Güncel yazılarımıza Deepinalpha.com adresinden ulaşabilirsiniz

https://deepinalpha.com

17 Ocak 2024

Kızıldeniz krizi emtia piyasaları için ne anlama geliyor?

İran destekli Yemenli Husilerin Kızıldeniz'den geçen ticari gemilere yönelik saldırıları bazı armatörleri Süveyş Kanalı ve Kızıldeniz üzerinden sefer yapmak konusunda isteksiz hale getirdi. Bunun yerine Güney Afrika üzerinden geçen daha uzun ve daha pahalı rotayı tercih ediyorlar. Peki, tüm bunlar emtia piyasaları için ne anlama geliyor?

  • Küresel petrol akışı
  • Kızıldeniz LNG akışları için giderek daha önemli hale geliyor
  • Gerilimler metal sevkiyat sürelerini ve maliyetlerini artırıyor
  • Tarımsal akışlar daha az endişe verici


Konteyner - Navlun

Kızıldeniz'de ticari gemilere yönelik saldırılar son dönemde yoğunlaştı ve henüz gerilimin azalacağına dair bir işaret yok gibi görünüyor. ABD ve İngiltere'nin de Yemen'deki Husilere karşı hava saldırıları düzenleyerek misilleme yaptığını gördük. Husilerin bu saldırılara nasıl karşılık vereceği ve bölgedeki diğer aktörleri de yanlarına çekme riski taşıyıp taşımadıkları belirsizliğini koruyor. Ancak gerilimin tırmanmasının hem akışlarda aksama riskini hem de daha fazla nakliyecinin rotasını Güney Afrika'ya çevirme olasılığını artırdığı açık.

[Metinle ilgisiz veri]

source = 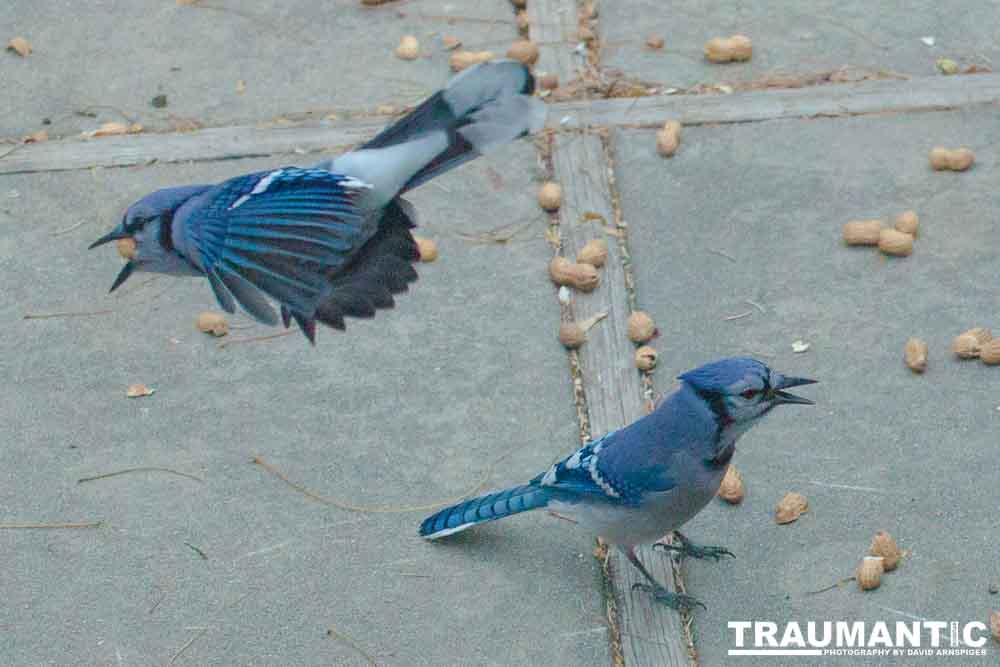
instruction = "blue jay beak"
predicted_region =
[87,225,129,250]
[772,377,816,405]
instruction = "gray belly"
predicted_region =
[549,471,724,548]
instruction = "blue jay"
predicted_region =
[420,357,815,609]
[90,60,546,343]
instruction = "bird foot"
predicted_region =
[632,583,708,611]
[653,533,736,561]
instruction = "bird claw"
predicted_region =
[632,582,708,611]
[653,538,736,561]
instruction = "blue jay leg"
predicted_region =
[625,547,707,611]
[653,530,736,560]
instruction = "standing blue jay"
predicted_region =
[90,60,546,343]
[420,357,815,609]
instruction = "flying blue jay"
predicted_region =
[90,60,546,343]
[420,357,815,609]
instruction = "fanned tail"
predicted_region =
[420,484,549,540]
[321,60,546,203]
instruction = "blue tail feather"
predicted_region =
[420,484,549,540]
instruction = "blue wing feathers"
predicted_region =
[186,168,419,341]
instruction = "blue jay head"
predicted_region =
[680,357,816,425]
[90,185,206,292]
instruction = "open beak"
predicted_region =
[774,377,816,405]
[87,227,129,252]
[108,261,138,294]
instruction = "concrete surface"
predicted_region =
[0,142,608,665]
[601,0,1000,88]
[0,0,1000,665]
[0,0,516,137]
[617,109,1000,665]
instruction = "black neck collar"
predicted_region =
[159,211,174,251]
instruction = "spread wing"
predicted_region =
[185,167,376,324]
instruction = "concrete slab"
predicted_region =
[0,142,609,665]
[600,0,1000,88]
[0,0,516,137]
[617,110,1000,665]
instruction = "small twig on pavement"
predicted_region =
[219,330,297,350]
[22,310,115,320]
[51,220,86,236]
[0,521,104,530]
[184,542,208,560]
[806,577,857,595]
[169,628,208,665]
[708,248,736,263]
[247,452,510,514]
[326,625,378,667]
[76,467,205,484]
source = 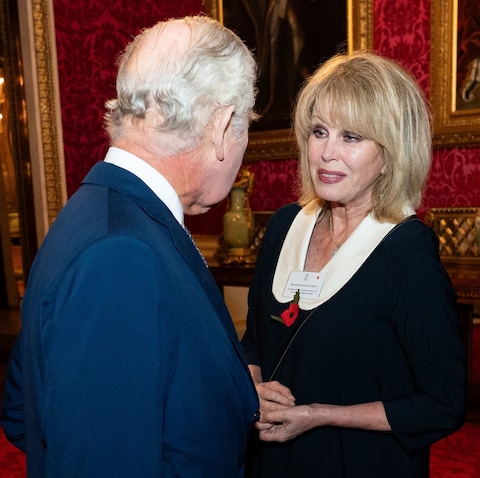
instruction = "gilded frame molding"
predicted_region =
[18,0,67,239]
[203,0,373,161]
[430,0,480,147]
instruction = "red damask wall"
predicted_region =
[54,0,480,233]
[53,0,202,196]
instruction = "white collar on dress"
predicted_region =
[272,202,413,310]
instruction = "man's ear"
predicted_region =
[213,105,235,161]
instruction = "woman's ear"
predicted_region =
[213,105,235,161]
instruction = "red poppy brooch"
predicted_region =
[270,290,300,327]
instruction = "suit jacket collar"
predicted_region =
[82,162,247,367]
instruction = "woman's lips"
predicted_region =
[318,169,346,184]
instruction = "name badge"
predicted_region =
[283,271,327,300]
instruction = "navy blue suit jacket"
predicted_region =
[2,162,258,478]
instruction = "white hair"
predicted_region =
[105,16,258,154]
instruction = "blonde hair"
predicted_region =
[294,52,431,222]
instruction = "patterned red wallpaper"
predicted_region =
[53,0,202,195]
[54,0,480,233]
[373,0,480,214]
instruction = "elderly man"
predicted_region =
[2,17,258,478]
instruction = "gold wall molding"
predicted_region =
[19,0,67,244]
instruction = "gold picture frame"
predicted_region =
[18,0,67,238]
[203,0,373,161]
[430,0,480,147]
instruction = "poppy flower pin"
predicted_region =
[270,290,300,327]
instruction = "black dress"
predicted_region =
[242,205,466,478]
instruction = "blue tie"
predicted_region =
[183,226,208,267]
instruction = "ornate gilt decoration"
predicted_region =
[202,0,373,161]
[430,0,480,147]
[32,0,66,225]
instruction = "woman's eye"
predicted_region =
[312,127,327,138]
[343,131,363,143]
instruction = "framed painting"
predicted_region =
[430,0,480,147]
[204,0,373,161]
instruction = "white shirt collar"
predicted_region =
[272,199,395,310]
[104,146,184,227]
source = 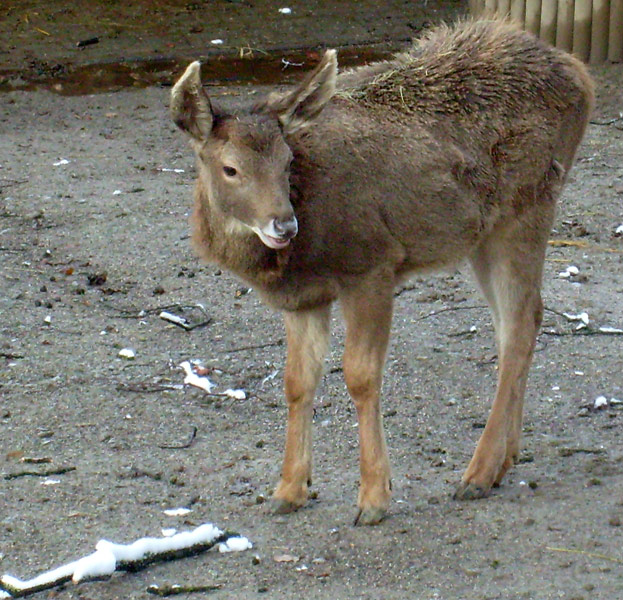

Emtia piyasaları için artan gerilim, enerji piyasalarının en savunmasız olduğu arz riskleri oluşturuyor. Ancak petrol ve LNG için henüz arz üzerinde temel bir etki görmüyoruz. Rafineriler ve tüketiciler, tedarik zincirleri daha uzun rotaya uyum sağladıkça başlangıçta bir miktar sıkışıklık yaşayabilir. Belirsizlik ve yayılma riski göz önüne alındığında, petrol fiyatlarının nispeten iyi desteklenmeye devam etmesi muhtemeldir. Petrol fiyatlarının önemli ölçüde yükseldiğini görmek için daha fazla tırmanış ve/veya petrol arzında anlamlı bir kayıp görmemiz gerekecek.


Küresel petrol akışı

Bölgedeki petrol üretim seviyesi göz önüne alındığında Kızıldeniz üzerinden petrol akışının önemli olması şaşırtıcı değil. Toplam küresel deniz petrol ticaretinin yaklaşık %12'si, hem ham petrol hem de rafine ürünlerin büyük akışlarının yanı sıra Kızıldeniz'den geçmektedir. Ve bu, Akdeniz ve Avrupa'ya doğru kuzeye yönelen akışların yanı sıra nihayetinde Asya'ya giden güneye yönelen akışlar için de geçerlidir.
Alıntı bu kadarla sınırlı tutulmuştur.